Heterologous expression of mlrA gene originated from Novosphingobium sp. THN1 to degrade microcystin-RR and identify the first step involved in degradation pathway

Abstract

Information on the catalytic role of mlrA gene-encoded enzyme (MlrA) in microcystin-RR (MC-RR) biodegradation was limited. This study succeeded in expressing mlrA homolog of Novosphingobium sp. THN1 in heterologous host for the first time, by constructing a recombinant bacterium. Mass spectrometric analysis showed that the recombinant MlrA hydrolyzed MC-RR into linear intermediate product by cleaving the peptide bond between Adda and arginine residue, greatly detoxifying MC-RR. This finding clearly manifested that the MlrA homolog of THN1 strain possesses its original catalytic function, and ring-opening constituted the first step in MC-RR biodegradation pathway of THN1 strain.
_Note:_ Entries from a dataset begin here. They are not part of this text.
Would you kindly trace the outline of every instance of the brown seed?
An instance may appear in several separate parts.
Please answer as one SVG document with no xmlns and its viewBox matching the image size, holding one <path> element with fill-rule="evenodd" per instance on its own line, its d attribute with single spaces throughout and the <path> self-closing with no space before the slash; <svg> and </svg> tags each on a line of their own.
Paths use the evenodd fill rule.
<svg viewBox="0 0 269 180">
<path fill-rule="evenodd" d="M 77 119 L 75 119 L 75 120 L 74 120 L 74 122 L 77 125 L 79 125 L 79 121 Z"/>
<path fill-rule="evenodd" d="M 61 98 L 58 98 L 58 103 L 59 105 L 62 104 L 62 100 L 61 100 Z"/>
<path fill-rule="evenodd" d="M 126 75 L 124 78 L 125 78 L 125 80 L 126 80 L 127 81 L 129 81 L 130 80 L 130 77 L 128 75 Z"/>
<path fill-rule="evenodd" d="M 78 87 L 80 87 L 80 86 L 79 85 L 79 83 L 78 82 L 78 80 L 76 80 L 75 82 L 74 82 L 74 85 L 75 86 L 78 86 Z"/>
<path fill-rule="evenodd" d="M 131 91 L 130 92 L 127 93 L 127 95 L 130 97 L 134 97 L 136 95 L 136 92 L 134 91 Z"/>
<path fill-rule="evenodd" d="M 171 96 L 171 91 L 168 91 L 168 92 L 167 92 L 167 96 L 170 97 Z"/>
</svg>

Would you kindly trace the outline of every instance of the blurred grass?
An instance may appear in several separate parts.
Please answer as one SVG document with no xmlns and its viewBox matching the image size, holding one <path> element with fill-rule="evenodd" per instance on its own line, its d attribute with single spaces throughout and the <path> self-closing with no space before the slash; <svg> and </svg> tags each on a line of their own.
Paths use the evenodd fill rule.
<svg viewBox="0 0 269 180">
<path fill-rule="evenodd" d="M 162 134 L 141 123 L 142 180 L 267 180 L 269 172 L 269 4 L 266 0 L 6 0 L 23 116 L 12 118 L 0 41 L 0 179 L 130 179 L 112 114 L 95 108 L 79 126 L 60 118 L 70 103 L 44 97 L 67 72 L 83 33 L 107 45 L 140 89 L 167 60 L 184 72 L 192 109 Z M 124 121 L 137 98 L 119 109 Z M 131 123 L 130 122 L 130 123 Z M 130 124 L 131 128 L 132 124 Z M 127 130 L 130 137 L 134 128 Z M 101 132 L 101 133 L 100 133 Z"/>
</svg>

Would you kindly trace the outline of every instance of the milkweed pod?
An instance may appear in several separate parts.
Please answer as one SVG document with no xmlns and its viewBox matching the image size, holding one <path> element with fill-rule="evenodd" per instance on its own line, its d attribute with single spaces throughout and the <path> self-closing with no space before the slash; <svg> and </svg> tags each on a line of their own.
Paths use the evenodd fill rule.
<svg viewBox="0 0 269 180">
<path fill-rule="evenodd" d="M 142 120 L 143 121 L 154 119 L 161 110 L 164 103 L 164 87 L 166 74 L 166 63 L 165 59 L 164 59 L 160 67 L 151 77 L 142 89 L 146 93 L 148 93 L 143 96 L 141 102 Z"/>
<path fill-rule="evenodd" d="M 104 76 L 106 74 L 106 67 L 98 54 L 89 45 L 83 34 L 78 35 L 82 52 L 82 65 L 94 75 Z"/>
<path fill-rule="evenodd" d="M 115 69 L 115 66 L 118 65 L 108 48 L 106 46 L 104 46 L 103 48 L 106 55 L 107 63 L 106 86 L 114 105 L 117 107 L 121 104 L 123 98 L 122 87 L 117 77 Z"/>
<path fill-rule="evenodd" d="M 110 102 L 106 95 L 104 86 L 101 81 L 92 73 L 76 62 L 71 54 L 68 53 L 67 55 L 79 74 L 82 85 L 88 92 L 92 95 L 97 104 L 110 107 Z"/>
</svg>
Moreover, MC-RR degradation by intact recombinant cells and cell-free crude enzyme (CE) from recombinant was compared. Results exhibited that intact recombinant was able to degrade 20 μg mL−1 MC-RR more quickly than CE, with the maximum rate of 9.22 μg mL−1 h−1 in the first 8 h. Thus, this study provided new insights on the catalytic activity and roles of MlrA originated from THN1 strain in MC-RR biodegradation process, which lay a foundation for efficiently removing and detoxifying MC-RR, and exploring downstream steps in MC-RR biodegradation pathway of THN1 strain.